Junosza coat of arms of the Koła family

Koła (plural: Kołowie, feminine form: Kolanka) was a Polish noble family, Magnates in the Polish–Lithuanian Commonwealth. The family declined at the beginning of the 17th century. The possessions of the family passed to the other magnates like the Mielecki, Sieniawski, Kmita and Odrowąż families.

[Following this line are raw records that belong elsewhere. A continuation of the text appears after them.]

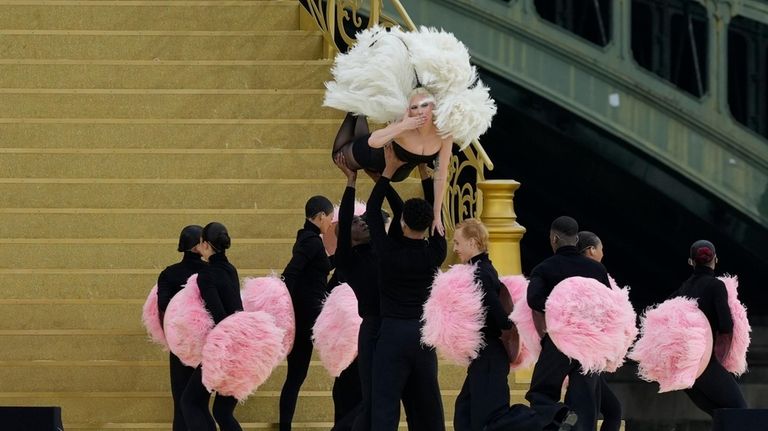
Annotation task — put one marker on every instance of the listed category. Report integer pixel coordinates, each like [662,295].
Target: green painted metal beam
[696,137]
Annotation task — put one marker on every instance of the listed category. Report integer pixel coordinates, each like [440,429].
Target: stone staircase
[121,122]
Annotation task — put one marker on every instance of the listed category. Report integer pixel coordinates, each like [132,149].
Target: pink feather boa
[591,323]
[150,316]
[522,317]
[736,361]
[269,294]
[675,344]
[454,315]
[241,352]
[187,323]
[336,330]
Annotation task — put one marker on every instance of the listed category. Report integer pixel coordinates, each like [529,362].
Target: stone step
[125,407]
[163,74]
[145,253]
[177,164]
[160,45]
[79,284]
[172,194]
[59,376]
[160,134]
[131,15]
[135,224]
[163,104]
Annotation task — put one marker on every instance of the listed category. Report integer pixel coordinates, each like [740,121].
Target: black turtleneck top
[173,278]
[406,266]
[359,265]
[496,318]
[306,275]
[712,297]
[566,262]
[220,287]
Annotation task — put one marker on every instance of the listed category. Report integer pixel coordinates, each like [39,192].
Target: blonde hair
[474,229]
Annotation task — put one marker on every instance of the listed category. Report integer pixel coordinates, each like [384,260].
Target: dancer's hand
[341,163]
[410,123]
[392,163]
[437,226]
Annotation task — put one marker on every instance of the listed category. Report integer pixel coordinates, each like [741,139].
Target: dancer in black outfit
[716,388]
[220,289]
[589,245]
[553,366]
[169,283]
[306,277]
[357,264]
[408,263]
[485,393]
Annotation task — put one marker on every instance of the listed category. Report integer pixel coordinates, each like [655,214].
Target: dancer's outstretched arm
[440,180]
[384,136]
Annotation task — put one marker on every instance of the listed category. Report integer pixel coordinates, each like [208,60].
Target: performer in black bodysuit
[306,277]
[485,393]
[171,280]
[553,366]
[414,139]
[220,289]
[589,245]
[716,388]
[407,264]
[358,265]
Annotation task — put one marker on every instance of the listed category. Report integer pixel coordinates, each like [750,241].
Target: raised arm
[440,182]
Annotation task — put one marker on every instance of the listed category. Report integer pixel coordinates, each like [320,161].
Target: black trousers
[366,344]
[610,408]
[347,398]
[485,393]
[716,388]
[583,394]
[298,361]
[401,363]
[180,375]
[194,405]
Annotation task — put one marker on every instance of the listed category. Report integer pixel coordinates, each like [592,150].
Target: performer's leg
[180,375]
[716,388]
[391,368]
[610,407]
[583,397]
[224,413]
[422,386]
[194,404]
[366,342]
[547,379]
[346,132]
[298,364]
[347,397]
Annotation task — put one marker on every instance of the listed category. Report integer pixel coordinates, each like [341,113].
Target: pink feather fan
[269,294]
[454,315]
[522,317]
[150,316]
[241,352]
[591,323]
[187,323]
[736,361]
[675,344]
[336,330]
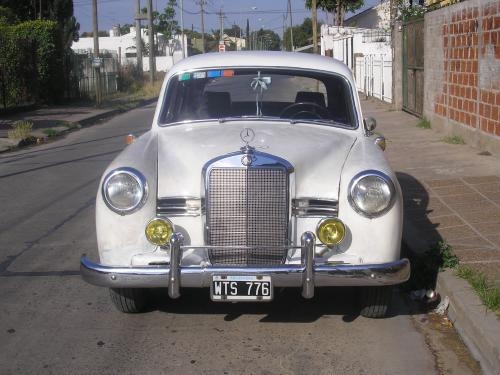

The family held important offices in Red Ruthenia and Podolia during the reign of the Jagiellonian dynasty.

==Notable members==
=== "Koła z Dalejowa" lineage ===
- Jan Koła z Dalejowa (died 1438) – stolnik of Queen Zofia Holszańska, castellan of Halicz
- Paweł Koła z Dalejowa (died 1509) – castellan of Halicz, voivode of Podole
- Jan Koła z Dalejowa (died 1543) – castellan of Halicz, Field Hetman of the Crown in 1529

=== "Koła Saporowski" lineage ===
- Adam Koła Saporowski (died 1599) – founder of the Benedictine monastery in Lwów

==Notable feminine members==
- Barbara Kolanka Radziwiłłowa – married to Hetman Jerzy Radziwiłł, mother of Queen Barbara Radziwiłłówna, and Hetman Mikołaj Rudy Radziwiłł, mother in law of King Zygmunt II August
- Katarzyna Koła Sieniawska – married to Hetman Mikołaj Sieniawski, mother in law of Spytek Jordan
- Katarzyna Koła Odrowążowa – married to Dobiesław Odrowąż
- Katarzyna Koła Saporowska – founder of the Benedictine monastery in 1595 in Lwów
- Katarzyna Koła Saporowska – married to Mikołaj Herburt and chorąży of Halicz Paweł Skotnicki h. Grzymała

==Coat of arms==
The family used the Junosza coat of arms.